Trump impeachment trial: Defense denounces trial as 'act of political vengeance'

WION Web Team
WASHINGTON Published: Feb 12, 2021, 11:28 PM(IST)

Donald Trump Photograph:( Reuters )

Story highlights

Democratic impeachment managers rested their case Thursday after two days of often emotional presentations anchored by shocking video footage of a January 6 invasion of Congress by Trump's supporters.

The advocates of former US President Donald Trump on Friday blasted the case against him as political vengeance and part of a yearlong Democratic “witch hunt.”

The lawyer opened his impeachment defense by strenuously denying he played any role in inciting the deadly riot at the US Capitol.

One of former President Donald Trump’s attorneys, Michael van der Veen, opened his impeachment defense by warning the Senate about “the precedent this case will set.”

"The article of impeachment now before the Senate is an unjust and blatantly unconstitutional act of political vengeance," attorney Michael van der Veen said.

"Like every other politically motivated witch hunt the left has engaged in over the past four years, this impeachment is completely divorced from the facts, the evidence and the interests of the American people," he said.

Also read | Convict Trump as he is overwhelmingly guilty: Prosecutors urge US Senate over Capitol attack

"The Senate should promptly and decisively vote to reject it."

Democratic impeachment managers rested their case Thursday after two days of often emotional presentations anchored by shocking video footage of a January 6 invasion of Congress by Trump's supporters.

But in a sign that they want to get to a Senate vote as quickly as possible, Trump's lawyers say they will use as little as three or four hours to state their own case, when under the rules they are allowed up to 16 hours spread across two days.

The impeachment team argues that Trump deliberately stoked national tension after losing re-election to Joe Biden on November 3 with a campaign of lies claiming there had been mass voter fraud.

On January 6 he staged a fiery rally near the White House, calling on the crowd to march on Congress, which was in the process of certifying Biden's victory.

The mob then charged the Capitol building. Five people, including a police officer and a woman shot during the unrest, died as a result of the mayhem.

Impeachment managers say Trump, who has never expressed remorse for his encouragement of the violent crowd, is so dangerous he should be barred from holding office again.

But the former president's lawyers are arguing that his speech was rhetorical and that he cannot be held responsible for the mob.

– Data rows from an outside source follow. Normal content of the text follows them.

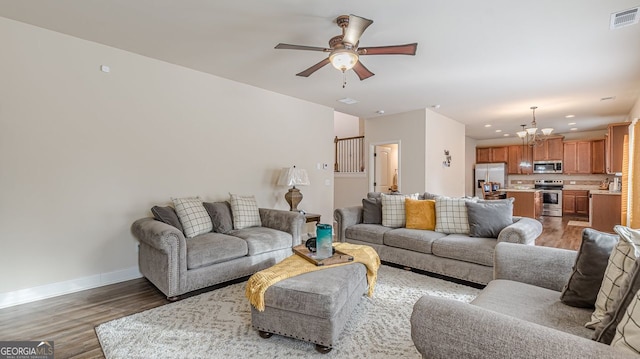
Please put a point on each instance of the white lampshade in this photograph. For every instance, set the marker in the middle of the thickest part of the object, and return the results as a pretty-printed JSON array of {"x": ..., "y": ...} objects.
[{"x": 292, "y": 176}]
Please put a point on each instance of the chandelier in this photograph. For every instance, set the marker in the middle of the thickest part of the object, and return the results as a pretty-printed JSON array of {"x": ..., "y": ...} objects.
[{"x": 531, "y": 134}]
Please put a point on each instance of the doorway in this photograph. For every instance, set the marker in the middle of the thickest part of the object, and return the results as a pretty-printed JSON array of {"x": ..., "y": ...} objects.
[{"x": 384, "y": 160}]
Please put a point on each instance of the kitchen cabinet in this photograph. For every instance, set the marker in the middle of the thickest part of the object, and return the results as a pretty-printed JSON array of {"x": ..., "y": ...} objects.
[
  {"x": 550, "y": 149},
  {"x": 606, "y": 210},
  {"x": 492, "y": 154},
  {"x": 527, "y": 203},
  {"x": 597, "y": 156},
  {"x": 517, "y": 154},
  {"x": 615, "y": 141},
  {"x": 577, "y": 157},
  {"x": 575, "y": 202}
]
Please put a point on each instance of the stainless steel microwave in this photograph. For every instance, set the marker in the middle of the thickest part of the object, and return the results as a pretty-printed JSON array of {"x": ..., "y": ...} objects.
[{"x": 547, "y": 166}]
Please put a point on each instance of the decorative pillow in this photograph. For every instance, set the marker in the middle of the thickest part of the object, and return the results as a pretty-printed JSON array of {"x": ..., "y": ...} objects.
[
  {"x": 393, "y": 212},
  {"x": 167, "y": 215},
  {"x": 627, "y": 338},
  {"x": 488, "y": 219},
  {"x": 221, "y": 218},
  {"x": 451, "y": 215},
  {"x": 607, "y": 329},
  {"x": 588, "y": 271},
  {"x": 193, "y": 217},
  {"x": 421, "y": 214},
  {"x": 245, "y": 212},
  {"x": 621, "y": 262},
  {"x": 372, "y": 211}
]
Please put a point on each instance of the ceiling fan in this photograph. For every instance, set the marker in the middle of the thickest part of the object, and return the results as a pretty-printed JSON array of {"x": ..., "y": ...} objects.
[{"x": 344, "y": 53}]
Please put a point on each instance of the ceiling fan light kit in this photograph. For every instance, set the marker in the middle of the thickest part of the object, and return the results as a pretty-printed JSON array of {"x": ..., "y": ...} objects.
[{"x": 344, "y": 53}]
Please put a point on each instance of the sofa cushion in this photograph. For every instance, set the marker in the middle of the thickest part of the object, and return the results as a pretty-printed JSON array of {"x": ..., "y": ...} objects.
[
  {"x": 621, "y": 262},
  {"x": 488, "y": 218},
  {"x": 245, "y": 212},
  {"x": 451, "y": 215},
  {"x": 194, "y": 218},
  {"x": 263, "y": 239},
  {"x": 167, "y": 215},
  {"x": 372, "y": 210},
  {"x": 211, "y": 248},
  {"x": 533, "y": 304},
  {"x": 465, "y": 248},
  {"x": 416, "y": 240},
  {"x": 371, "y": 233},
  {"x": 393, "y": 211},
  {"x": 588, "y": 271},
  {"x": 420, "y": 214},
  {"x": 221, "y": 217}
]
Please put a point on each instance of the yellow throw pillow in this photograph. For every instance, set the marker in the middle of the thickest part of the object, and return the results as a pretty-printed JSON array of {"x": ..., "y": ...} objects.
[{"x": 421, "y": 214}]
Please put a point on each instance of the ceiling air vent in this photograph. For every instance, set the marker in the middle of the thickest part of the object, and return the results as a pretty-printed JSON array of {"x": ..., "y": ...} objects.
[{"x": 624, "y": 18}]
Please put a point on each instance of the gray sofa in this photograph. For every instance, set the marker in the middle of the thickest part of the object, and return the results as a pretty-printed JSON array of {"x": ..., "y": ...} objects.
[
  {"x": 517, "y": 315},
  {"x": 178, "y": 265},
  {"x": 453, "y": 255}
]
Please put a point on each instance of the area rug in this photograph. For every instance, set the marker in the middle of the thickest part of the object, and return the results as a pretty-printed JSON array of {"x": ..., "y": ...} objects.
[{"x": 217, "y": 324}]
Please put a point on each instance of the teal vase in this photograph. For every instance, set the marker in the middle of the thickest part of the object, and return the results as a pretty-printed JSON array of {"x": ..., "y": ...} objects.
[{"x": 324, "y": 248}]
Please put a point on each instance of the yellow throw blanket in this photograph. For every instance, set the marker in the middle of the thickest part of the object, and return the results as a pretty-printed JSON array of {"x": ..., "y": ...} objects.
[{"x": 296, "y": 265}]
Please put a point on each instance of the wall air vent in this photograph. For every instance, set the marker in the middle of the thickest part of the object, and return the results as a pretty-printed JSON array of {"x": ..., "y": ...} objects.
[{"x": 624, "y": 18}]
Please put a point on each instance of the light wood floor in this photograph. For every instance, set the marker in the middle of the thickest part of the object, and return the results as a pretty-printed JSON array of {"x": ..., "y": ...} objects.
[{"x": 70, "y": 320}]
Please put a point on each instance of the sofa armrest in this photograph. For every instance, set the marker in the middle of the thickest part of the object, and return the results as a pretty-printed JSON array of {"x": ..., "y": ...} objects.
[
  {"x": 285, "y": 221},
  {"x": 437, "y": 332},
  {"x": 346, "y": 217},
  {"x": 159, "y": 235},
  {"x": 540, "y": 266},
  {"x": 524, "y": 230}
]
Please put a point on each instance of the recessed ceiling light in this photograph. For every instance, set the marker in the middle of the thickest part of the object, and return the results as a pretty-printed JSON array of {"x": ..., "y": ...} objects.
[{"x": 348, "y": 101}]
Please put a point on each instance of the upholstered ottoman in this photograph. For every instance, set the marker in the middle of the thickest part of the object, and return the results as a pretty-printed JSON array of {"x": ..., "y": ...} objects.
[{"x": 313, "y": 306}]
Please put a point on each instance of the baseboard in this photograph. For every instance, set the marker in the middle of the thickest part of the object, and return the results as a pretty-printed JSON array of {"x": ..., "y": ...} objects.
[{"x": 28, "y": 295}]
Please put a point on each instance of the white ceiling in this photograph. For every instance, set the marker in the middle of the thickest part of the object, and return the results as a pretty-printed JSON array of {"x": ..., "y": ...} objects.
[{"x": 483, "y": 62}]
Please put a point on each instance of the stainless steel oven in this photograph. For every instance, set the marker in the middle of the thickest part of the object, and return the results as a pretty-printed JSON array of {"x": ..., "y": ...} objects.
[{"x": 551, "y": 196}]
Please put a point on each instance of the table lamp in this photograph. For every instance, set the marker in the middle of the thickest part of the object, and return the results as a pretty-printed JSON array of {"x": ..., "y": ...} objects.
[{"x": 292, "y": 176}]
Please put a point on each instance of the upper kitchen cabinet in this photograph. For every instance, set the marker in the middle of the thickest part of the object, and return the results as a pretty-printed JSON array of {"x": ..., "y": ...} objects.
[
  {"x": 598, "y": 157},
  {"x": 577, "y": 157},
  {"x": 550, "y": 149},
  {"x": 615, "y": 141},
  {"x": 492, "y": 154},
  {"x": 517, "y": 154}
]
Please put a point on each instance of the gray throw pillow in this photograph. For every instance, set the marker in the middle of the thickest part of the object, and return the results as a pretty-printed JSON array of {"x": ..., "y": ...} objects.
[
  {"x": 221, "y": 216},
  {"x": 606, "y": 330},
  {"x": 372, "y": 211},
  {"x": 588, "y": 271},
  {"x": 488, "y": 219},
  {"x": 167, "y": 215}
]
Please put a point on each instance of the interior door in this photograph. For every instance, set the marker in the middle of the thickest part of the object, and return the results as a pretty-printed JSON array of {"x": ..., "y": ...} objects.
[{"x": 382, "y": 177}]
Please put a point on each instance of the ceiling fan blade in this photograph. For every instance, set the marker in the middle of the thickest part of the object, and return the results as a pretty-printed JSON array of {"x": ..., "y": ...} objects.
[
  {"x": 362, "y": 72},
  {"x": 354, "y": 30},
  {"x": 408, "y": 49},
  {"x": 300, "y": 47},
  {"x": 314, "y": 68}
]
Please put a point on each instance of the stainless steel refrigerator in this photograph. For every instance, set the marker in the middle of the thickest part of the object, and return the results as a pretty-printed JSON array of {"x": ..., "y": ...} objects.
[{"x": 489, "y": 172}]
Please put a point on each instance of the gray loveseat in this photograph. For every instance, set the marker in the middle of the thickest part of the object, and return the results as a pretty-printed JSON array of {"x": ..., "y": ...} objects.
[
  {"x": 453, "y": 255},
  {"x": 517, "y": 315},
  {"x": 178, "y": 265}
]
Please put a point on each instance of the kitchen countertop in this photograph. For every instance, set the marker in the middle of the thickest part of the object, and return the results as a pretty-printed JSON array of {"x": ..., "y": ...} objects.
[{"x": 604, "y": 191}]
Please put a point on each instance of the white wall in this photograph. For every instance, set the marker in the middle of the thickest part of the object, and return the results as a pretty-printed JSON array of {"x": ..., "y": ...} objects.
[
  {"x": 84, "y": 153},
  {"x": 443, "y": 133}
]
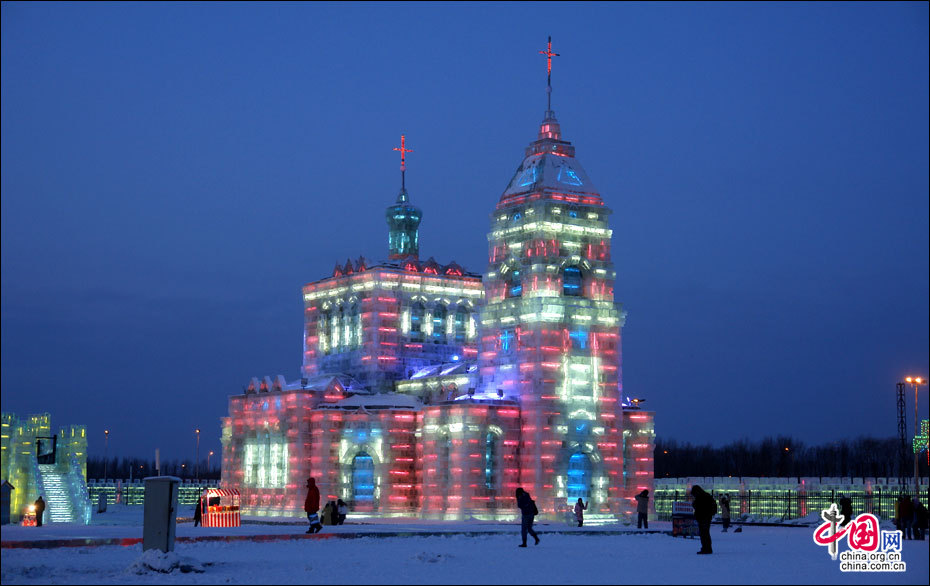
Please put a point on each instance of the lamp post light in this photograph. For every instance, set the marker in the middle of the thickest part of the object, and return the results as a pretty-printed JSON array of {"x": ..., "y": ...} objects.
[
  {"x": 917, "y": 382},
  {"x": 106, "y": 451}
]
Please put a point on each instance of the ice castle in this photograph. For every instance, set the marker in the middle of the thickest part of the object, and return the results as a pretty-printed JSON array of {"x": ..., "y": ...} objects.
[{"x": 430, "y": 391}]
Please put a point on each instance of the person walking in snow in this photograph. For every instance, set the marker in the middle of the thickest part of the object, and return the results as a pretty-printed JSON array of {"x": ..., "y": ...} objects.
[
  {"x": 528, "y": 511},
  {"x": 312, "y": 506},
  {"x": 580, "y": 508},
  {"x": 725, "y": 512},
  {"x": 845, "y": 509},
  {"x": 705, "y": 507},
  {"x": 642, "y": 510}
]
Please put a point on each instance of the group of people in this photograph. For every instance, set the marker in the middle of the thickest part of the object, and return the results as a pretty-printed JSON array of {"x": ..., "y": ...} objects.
[
  {"x": 334, "y": 513},
  {"x": 910, "y": 517}
]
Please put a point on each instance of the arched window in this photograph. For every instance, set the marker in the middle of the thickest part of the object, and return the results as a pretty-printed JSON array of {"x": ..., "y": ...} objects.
[
  {"x": 357, "y": 326},
  {"x": 572, "y": 281},
  {"x": 322, "y": 330},
  {"x": 335, "y": 338},
  {"x": 461, "y": 324},
  {"x": 363, "y": 478},
  {"x": 417, "y": 315},
  {"x": 350, "y": 331},
  {"x": 579, "y": 477},
  {"x": 515, "y": 284},
  {"x": 490, "y": 460},
  {"x": 439, "y": 322}
]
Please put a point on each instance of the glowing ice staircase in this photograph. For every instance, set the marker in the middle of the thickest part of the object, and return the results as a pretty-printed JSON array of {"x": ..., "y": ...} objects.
[
  {"x": 58, "y": 499},
  {"x": 599, "y": 519}
]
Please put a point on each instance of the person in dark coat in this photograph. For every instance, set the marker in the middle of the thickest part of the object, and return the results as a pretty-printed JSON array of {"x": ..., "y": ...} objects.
[
  {"x": 845, "y": 509},
  {"x": 40, "y": 509},
  {"x": 198, "y": 511},
  {"x": 642, "y": 510},
  {"x": 312, "y": 506},
  {"x": 580, "y": 508},
  {"x": 528, "y": 510},
  {"x": 705, "y": 507}
]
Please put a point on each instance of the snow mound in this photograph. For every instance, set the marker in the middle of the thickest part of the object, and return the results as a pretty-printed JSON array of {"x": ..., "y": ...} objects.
[
  {"x": 431, "y": 558},
  {"x": 157, "y": 561}
]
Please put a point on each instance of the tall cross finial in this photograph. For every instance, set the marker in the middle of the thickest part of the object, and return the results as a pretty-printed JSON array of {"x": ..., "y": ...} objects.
[
  {"x": 549, "y": 55},
  {"x": 403, "y": 159}
]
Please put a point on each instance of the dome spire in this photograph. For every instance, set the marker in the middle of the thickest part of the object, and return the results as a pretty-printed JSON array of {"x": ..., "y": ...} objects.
[
  {"x": 549, "y": 55},
  {"x": 403, "y": 218},
  {"x": 402, "y": 197}
]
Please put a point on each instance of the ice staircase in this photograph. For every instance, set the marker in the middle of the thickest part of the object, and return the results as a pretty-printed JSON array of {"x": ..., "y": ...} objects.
[
  {"x": 58, "y": 496},
  {"x": 599, "y": 519}
]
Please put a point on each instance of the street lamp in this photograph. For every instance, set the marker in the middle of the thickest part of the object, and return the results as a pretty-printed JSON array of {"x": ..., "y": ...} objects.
[
  {"x": 917, "y": 382},
  {"x": 106, "y": 450}
]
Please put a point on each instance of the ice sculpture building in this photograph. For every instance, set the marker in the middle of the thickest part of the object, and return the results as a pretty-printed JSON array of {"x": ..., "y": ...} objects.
[{"x": 431, "y": 391}]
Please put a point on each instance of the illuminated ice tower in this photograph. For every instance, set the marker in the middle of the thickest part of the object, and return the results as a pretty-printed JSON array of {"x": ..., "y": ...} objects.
[
  {"x": 403, "y": 218},
  {"x": 550, "y": 330}
]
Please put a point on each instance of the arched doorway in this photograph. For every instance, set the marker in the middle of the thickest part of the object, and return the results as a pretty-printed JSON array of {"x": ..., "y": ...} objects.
[
  {"x": 363, "y": 479},
  {"x": 578, "y": 485}
]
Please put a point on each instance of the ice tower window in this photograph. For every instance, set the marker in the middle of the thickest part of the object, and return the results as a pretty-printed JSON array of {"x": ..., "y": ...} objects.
[
  {"x": 461, "y": 325},
  {"x": 490, "y": 457},
  {"x": 363, "y": 478},
  {"x": 579, "y": 477},
  {"x": 439, "y": 320},
  {"x": 515, "y": 285},
  {"x": 572, "y": 281}
]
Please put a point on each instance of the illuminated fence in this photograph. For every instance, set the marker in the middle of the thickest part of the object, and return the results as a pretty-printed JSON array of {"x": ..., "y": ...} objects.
[
  {"x": 133, "y": 493},
  {"x": 787, "y": 498}
]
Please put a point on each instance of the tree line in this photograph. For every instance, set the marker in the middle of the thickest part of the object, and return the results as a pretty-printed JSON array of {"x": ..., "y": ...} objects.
[
  {"x": 784, "y": 456},
  {"x": 124, "y": 468}
]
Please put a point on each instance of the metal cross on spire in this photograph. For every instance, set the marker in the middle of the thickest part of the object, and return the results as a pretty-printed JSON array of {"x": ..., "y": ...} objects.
[
  {"x": 549, "y": 55},
  {"x": 403, "y": 159}
]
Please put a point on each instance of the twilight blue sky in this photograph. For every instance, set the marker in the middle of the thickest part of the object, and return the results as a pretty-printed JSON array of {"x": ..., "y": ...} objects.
[{"x": 173, "y": 173}]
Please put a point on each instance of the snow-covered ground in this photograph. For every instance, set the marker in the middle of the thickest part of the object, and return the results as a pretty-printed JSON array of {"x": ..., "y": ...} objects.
[{"x": 757, "y": 555}]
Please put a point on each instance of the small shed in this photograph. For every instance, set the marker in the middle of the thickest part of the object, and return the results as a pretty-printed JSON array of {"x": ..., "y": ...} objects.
[{"x": 220, "y": 507}]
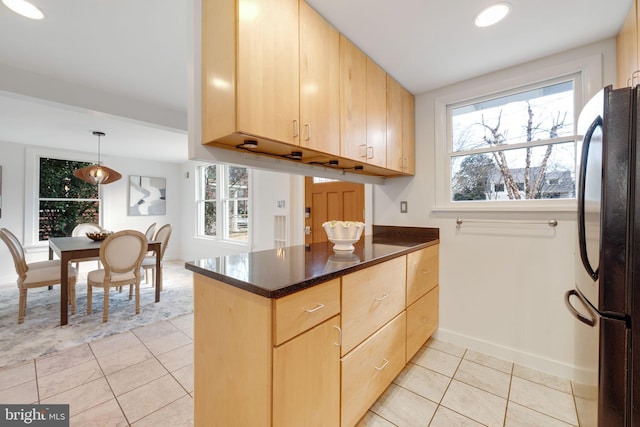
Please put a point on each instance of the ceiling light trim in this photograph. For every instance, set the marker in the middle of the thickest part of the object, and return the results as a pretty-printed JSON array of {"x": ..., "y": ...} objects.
[
  {"x": 492, "y": 15},
  {"x": 24, "y": 8}
]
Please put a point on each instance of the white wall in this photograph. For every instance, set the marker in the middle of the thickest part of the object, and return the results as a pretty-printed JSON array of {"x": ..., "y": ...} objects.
[{"x": 502, "y": 286}]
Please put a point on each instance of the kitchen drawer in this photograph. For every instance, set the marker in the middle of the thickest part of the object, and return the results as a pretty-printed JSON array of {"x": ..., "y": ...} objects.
[
  {"x": 303, "y": 310},
  {"x": 422, "y": 321},
  {"x": 370, "y": 298},
  {"x": 369, "y": 369},
  {"x": 422, "y": 272}
]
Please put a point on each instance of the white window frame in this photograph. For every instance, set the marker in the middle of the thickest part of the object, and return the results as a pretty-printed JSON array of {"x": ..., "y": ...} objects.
[
  {"x": 222, "y": 200},
  {"x": 587, "y": 74},
  {"x": 32, "y": 198}
]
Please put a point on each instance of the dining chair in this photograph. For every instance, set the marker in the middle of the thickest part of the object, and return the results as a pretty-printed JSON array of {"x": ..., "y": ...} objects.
[
  {"x": 121, "y": 255},
  {"x": 35, "y": 274},
  {"x": 81, "y": 230},
  {"x": 149, "y": 261}
]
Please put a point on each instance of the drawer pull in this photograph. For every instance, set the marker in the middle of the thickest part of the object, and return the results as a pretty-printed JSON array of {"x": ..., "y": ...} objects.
[
  {"x": 339, "y": 343},
  {"x": 384, "y": 365},
  {"x": 312, "y": 310}
]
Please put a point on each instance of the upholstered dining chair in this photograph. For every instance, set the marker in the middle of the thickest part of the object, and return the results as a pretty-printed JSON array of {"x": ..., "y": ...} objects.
[
  {"x": 81, "y": 230},
  {"x": 35, "y": 274},
  {"x": 121, "y": 255},
  {"x": 149, "y": 261}
]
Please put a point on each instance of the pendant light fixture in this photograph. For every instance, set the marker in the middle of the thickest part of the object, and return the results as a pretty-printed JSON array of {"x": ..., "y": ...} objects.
[{"x": 97, "y": 174}]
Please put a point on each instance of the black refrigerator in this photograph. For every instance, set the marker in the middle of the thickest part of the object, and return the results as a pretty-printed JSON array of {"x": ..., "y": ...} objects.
[{"x": 606, "y": 296}]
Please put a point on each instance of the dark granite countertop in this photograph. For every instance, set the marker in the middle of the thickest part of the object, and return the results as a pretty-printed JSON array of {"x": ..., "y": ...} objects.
[{"x": 275, "y": 273}]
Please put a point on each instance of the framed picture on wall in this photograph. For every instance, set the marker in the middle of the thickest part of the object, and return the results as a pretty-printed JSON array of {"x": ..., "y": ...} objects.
[{"x": 147, "y": 195}]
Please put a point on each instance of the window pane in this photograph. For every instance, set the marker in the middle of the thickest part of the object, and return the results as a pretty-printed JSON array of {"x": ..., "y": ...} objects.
[
  {"x": 238, "y": 219},
  {"x": 58, "y": 218},
  {"x": 531, "y": 115},
  {"x": 209, "y": 226},
  {"x": 550, "y": 174},
  {"x": 209, "y": 186},
  {"x": 58, "y": 182}
]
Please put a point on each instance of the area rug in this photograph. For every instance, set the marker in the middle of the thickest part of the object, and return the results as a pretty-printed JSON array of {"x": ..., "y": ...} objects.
[{"x": 41, "y": 333}]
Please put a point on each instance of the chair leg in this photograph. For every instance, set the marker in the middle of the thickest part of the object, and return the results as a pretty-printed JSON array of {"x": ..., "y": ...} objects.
[
  {"x": 89, "y": 297},
  {"x": 137, "y": 297},
  {"x": 105, "y": 306},
  {"x": 22, "y": 305}
]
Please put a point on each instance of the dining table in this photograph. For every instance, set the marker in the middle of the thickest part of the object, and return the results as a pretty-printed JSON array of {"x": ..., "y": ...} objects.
[{"x": 71, "y": 248}]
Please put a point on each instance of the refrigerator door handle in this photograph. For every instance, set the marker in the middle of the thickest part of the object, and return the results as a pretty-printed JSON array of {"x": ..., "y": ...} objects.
[
  {"x": 581, "y": 195},
  {"x": 588, "y": 320}
]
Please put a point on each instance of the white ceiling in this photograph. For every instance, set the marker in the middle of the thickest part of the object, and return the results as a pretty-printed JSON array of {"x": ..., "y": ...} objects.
[{"x": 121, "y": 66}]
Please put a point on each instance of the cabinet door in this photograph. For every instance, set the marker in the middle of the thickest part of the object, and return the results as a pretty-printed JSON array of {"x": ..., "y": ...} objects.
[
  {"x": 370, "y": 368},
  {"x": 422, "y": 321},
  {"x": 353, "y": 101},
  {"x": 370, "y": 298},
  {"x": 394, "y": 125},
  {"x": 376, "y": 114},
  {"x": 627, "y": 48},
  {"x": 422, "y": 272},
  {"x": 268, "y": 69},
  {"x": 408, "y": 132},
  {"x": 319, "y": 82},
  {"x": 306, "y": 378}
]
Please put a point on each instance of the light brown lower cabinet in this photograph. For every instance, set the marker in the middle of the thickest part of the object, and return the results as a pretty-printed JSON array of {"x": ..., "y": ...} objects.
[
  {"x": 369, "y": 369},
  {"x": 319, "y": 357},
  {"x": 306, "y": 378}
]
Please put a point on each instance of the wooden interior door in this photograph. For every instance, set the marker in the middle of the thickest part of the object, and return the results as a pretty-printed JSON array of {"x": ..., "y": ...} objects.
[{"x": 333, "y": 200}]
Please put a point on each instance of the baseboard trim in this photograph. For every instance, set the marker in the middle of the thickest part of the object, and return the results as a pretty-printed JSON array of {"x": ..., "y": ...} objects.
[{"x": 525, "y": 359}]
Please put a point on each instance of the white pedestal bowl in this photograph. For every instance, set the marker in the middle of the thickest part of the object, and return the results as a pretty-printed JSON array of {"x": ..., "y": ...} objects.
[{"x": 343, "y": 234}]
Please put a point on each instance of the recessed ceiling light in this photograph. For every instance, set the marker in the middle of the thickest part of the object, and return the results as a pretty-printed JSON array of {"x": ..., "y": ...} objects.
[
  {"x": 24, "y": 8},
  {"x": 492, "y": 14}
]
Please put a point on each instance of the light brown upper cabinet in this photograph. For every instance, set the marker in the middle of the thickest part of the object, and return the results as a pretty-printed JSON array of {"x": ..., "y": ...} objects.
[
  {"x": 627, "y": 48},
  {"x": 363, "y": 106},
  {"x": 376, "y": 152},
  {"x": 250, "y": 82},
  {"x": 400, "y": 128},
  {"x": 353, "y": 100},
  {"x": 319, "y": 82}
]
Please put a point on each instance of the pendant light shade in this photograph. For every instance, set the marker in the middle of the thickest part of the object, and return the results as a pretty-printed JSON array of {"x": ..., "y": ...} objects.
[{"x": 97, "y": 174}]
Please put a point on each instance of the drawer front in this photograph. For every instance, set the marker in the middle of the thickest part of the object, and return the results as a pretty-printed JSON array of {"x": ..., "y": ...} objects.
[
  {"x": 370, "y": 298},
  {"x": 369, "y": 369},
  {"x": 422, "y": 272},
  {"x": 422, "y": 321},
  {"x": 303, "y": 310}
]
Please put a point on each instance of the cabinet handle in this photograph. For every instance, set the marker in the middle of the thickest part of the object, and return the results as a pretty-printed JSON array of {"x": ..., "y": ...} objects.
[
  {"x": 363, "y": 150},
  {"x": 384, "y": 365},
  {"x": 312, "y": 310},
  {"x": 307, "y": 128},
  {"x": 339, "y": 343}
]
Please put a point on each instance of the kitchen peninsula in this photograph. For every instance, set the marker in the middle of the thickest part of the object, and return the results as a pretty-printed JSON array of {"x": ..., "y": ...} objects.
[{"x": 304, "y": 336}]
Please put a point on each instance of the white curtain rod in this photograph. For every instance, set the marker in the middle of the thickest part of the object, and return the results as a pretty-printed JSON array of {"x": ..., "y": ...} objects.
[{"x": 550, "y": 223}]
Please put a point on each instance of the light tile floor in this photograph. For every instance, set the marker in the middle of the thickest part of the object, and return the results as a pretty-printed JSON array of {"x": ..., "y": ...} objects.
[{"x": 144, "y": 377}]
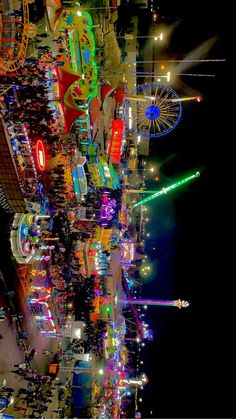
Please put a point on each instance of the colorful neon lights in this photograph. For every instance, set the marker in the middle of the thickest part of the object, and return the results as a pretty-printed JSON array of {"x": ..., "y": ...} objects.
[
  {"x": 170, "y": 303},
  {"x": 40, "y": 153},
  {"x": 116, "y": 140}
]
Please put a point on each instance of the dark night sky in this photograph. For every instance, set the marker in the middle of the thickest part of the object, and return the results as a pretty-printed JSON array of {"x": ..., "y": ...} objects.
[{"x": 188, "y": 363}]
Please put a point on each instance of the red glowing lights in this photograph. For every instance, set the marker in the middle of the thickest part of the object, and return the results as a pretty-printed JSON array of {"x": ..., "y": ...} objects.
[{"x": 40, "y": 153}]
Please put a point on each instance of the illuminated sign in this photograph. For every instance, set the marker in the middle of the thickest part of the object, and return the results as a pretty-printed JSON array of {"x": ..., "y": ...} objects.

They also argue that the trial itself is unconstitutional because Trump is now out of office, although the Senate rejected this claim earlier this week.

It would take a two-thirds majority to convict, meaning 17 Republicans would need to join the Senate's 50 Democrats.

This is highly unlikely.

However, if even a handful of Republicans vote to convict, it would be a historic mark against Trump, fueling civil war within his party over whether to pursue his populist, divisive vision or return to more moderate values.

"I'm just anxious to see what my Republican friends do, if they stand up," Biden said earlier at the White House.

One prominent Republican voice and potential future presidential candidate, former UN ambassador Nikki Haley, told Politico it's time to renounce Trump, saying: "We can't let that ever happen again."